Got one minute? Then you have enough time to squeeze in an effective work out. No really. According to a small new study, folks who did 3 sets of 20-second all-out bike sprints reaped the same benefits after 12 weeks—increased endurance and fat percentage loss—as those who cycled at a moderate pace for 45 minutes. (Before you ask, yes there was a warm up and cool down period.)
The key words, though, are "all out." What exactly does that mean? “The level required to do an all-out effort is hard; people don’t find it pleasant,” says study author Martin Gibala, PhD, professor of kinesiology at McMaster University in Ontario. "We typically characterize ‘all out’ as ‘sprint from danger pace’ or the intensity you would exert to save your child from an oncoming car."
Yeah, that’s pretty intense. Are you willing to put up with a temporary level of extreme discomfort for less exercise? If so, we’ve got a couple of moves from Faheem Mujahid, owner and master trainer at InFluence in Miami, that will help you really make those 60 seconds count. Choose one and give it your all. And remember, "the more of these mighty minutes you add into your day, the more you will gain,” says Mujahid.
Alternating Jump Lunge
Start with your feet hip-width apart, extend your right foot forward about two feet and lower into a lunge. Drive your body off of the ground and switch the position of your legs in the air. You should land in a lunge with your left foot forward. Keep alternating sides.
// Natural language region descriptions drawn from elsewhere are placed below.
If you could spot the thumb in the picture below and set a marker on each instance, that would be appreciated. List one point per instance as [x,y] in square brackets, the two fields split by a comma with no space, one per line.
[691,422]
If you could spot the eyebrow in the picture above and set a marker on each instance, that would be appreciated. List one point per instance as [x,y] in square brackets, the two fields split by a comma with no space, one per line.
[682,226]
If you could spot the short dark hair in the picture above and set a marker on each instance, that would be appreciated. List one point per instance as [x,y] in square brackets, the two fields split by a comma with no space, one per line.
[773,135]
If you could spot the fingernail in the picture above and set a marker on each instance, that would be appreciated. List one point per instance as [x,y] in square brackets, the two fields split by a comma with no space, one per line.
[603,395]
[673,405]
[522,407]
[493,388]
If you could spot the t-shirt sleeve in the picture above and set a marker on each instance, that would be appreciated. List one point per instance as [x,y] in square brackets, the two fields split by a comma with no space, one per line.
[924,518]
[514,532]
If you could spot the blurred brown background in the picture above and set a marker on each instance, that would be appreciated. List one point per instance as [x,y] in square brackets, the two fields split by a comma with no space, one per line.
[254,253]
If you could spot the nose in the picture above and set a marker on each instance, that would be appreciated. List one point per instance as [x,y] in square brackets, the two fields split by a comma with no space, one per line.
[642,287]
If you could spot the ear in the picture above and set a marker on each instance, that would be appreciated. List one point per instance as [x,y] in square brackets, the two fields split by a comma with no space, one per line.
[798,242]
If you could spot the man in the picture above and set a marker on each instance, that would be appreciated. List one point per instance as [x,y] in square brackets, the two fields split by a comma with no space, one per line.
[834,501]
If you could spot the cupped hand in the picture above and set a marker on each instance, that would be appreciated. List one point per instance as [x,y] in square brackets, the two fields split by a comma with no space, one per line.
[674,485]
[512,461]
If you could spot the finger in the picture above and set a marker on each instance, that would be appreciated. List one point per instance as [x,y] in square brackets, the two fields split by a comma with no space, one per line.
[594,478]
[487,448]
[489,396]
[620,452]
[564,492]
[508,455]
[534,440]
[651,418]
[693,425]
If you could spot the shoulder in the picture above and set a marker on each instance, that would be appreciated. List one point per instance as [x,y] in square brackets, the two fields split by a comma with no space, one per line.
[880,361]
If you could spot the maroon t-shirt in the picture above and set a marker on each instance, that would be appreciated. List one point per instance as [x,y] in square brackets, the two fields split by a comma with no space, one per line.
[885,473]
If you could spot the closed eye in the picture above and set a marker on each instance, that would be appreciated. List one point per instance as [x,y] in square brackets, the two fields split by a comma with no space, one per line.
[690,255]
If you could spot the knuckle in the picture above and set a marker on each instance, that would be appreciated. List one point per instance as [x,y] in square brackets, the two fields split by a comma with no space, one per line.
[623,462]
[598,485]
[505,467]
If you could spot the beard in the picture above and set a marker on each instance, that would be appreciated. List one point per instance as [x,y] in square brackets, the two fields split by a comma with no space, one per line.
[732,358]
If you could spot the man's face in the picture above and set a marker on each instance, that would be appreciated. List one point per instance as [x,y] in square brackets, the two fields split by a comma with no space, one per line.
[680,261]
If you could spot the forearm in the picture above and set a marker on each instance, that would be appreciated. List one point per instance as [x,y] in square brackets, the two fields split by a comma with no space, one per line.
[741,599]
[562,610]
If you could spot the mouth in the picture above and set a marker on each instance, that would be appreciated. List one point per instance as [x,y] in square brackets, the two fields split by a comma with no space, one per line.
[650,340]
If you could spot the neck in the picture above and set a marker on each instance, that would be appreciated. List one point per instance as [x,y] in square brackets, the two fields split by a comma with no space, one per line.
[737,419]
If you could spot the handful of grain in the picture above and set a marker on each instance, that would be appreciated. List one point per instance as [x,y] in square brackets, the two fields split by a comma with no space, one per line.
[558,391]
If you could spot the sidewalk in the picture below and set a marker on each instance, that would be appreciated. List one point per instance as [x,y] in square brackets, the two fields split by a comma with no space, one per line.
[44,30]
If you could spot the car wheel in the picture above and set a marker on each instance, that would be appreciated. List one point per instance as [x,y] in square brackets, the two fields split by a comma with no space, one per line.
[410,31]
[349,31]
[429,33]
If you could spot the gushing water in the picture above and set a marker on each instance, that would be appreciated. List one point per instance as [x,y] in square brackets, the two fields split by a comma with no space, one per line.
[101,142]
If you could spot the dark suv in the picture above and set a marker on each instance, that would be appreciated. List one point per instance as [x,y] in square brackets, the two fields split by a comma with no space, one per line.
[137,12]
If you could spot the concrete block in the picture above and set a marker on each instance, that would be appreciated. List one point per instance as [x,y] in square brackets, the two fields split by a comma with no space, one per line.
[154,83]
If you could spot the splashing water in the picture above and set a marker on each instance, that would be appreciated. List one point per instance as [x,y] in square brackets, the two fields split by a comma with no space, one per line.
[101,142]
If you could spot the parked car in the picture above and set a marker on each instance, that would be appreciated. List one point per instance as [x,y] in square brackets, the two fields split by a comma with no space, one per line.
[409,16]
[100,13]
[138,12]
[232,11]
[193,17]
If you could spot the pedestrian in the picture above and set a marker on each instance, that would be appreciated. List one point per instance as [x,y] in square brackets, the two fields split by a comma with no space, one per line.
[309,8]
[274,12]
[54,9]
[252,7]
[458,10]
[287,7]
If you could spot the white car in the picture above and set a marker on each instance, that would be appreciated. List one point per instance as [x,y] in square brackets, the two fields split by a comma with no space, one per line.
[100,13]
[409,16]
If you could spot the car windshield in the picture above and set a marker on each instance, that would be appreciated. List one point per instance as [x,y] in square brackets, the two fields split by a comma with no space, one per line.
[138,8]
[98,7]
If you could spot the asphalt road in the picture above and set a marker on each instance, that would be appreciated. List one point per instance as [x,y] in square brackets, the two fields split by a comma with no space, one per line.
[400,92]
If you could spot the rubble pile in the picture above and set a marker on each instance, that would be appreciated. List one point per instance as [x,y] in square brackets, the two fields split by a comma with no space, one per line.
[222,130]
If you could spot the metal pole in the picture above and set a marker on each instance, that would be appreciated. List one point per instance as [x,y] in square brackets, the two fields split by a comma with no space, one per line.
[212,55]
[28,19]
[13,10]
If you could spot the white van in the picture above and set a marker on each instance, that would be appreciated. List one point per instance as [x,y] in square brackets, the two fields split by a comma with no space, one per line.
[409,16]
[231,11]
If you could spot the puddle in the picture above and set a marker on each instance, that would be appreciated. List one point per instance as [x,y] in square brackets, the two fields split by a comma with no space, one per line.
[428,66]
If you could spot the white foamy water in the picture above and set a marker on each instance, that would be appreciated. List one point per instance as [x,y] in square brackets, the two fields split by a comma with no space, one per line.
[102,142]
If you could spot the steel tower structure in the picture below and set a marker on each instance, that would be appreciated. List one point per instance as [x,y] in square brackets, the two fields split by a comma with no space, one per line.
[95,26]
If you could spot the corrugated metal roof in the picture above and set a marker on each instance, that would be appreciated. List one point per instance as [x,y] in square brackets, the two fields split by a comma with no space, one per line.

Dumbbell or Kettlebell Swing
Place a 15- to- 20-pound kettlebell or dumbbell (or lighter if need be) on the ground in front of you. Plant feet slightly wider than shoulder-width apart, and lower body down halfway into a squat; your butt should stick out behind you. Pick up the kettlebell or dumbbell; as you straighten your legs, push through your heels and explode hips upward to swing kettle bell or dumbbell up to chest height. Return to your half squat as you swing the kettlebell or dumbbell back through your legs. Continuing swinging kettlebell or dumbbell back and forth.
Illustration: Jess Levinson
Get into a straight-arm plank with hands a few inches outside of shoulders and feet on a stability ball (or in the loops of TRX suspension training bands). Bend arms and lower chest to the floor; push back up. Bring knees in toward chest, then kick them back out; repeat entire sequence.
Stand with feet hip-width apart; squat down and plant hands on the ground. Jump feet back so that body comes into a straight-arm plank, and then do one pushup. Hop feet back in towards hands, stand up, and then jump.
Squat Overhead Press
Stand with feet hip-width apart, holding 15- to 20-pound dumbbell (or lighter if need be) at shoulders. Lower into a squat, until thighs are parallel to floor. Push through heels to rise back to standing as you press the weights overhead.
Lunge With Dumbbell Curl
Stand with knees slightly bent, holding a 15- to 20-pound dumbbell (or lighter if need be) in each hand, palms forward. Step forward with right leg, and lower into lunge position (don’t let front knee go past toes). At the same time, tighten left bicep and curl left hand toward chest (as shown). Return to starting position, then repeat on the other side.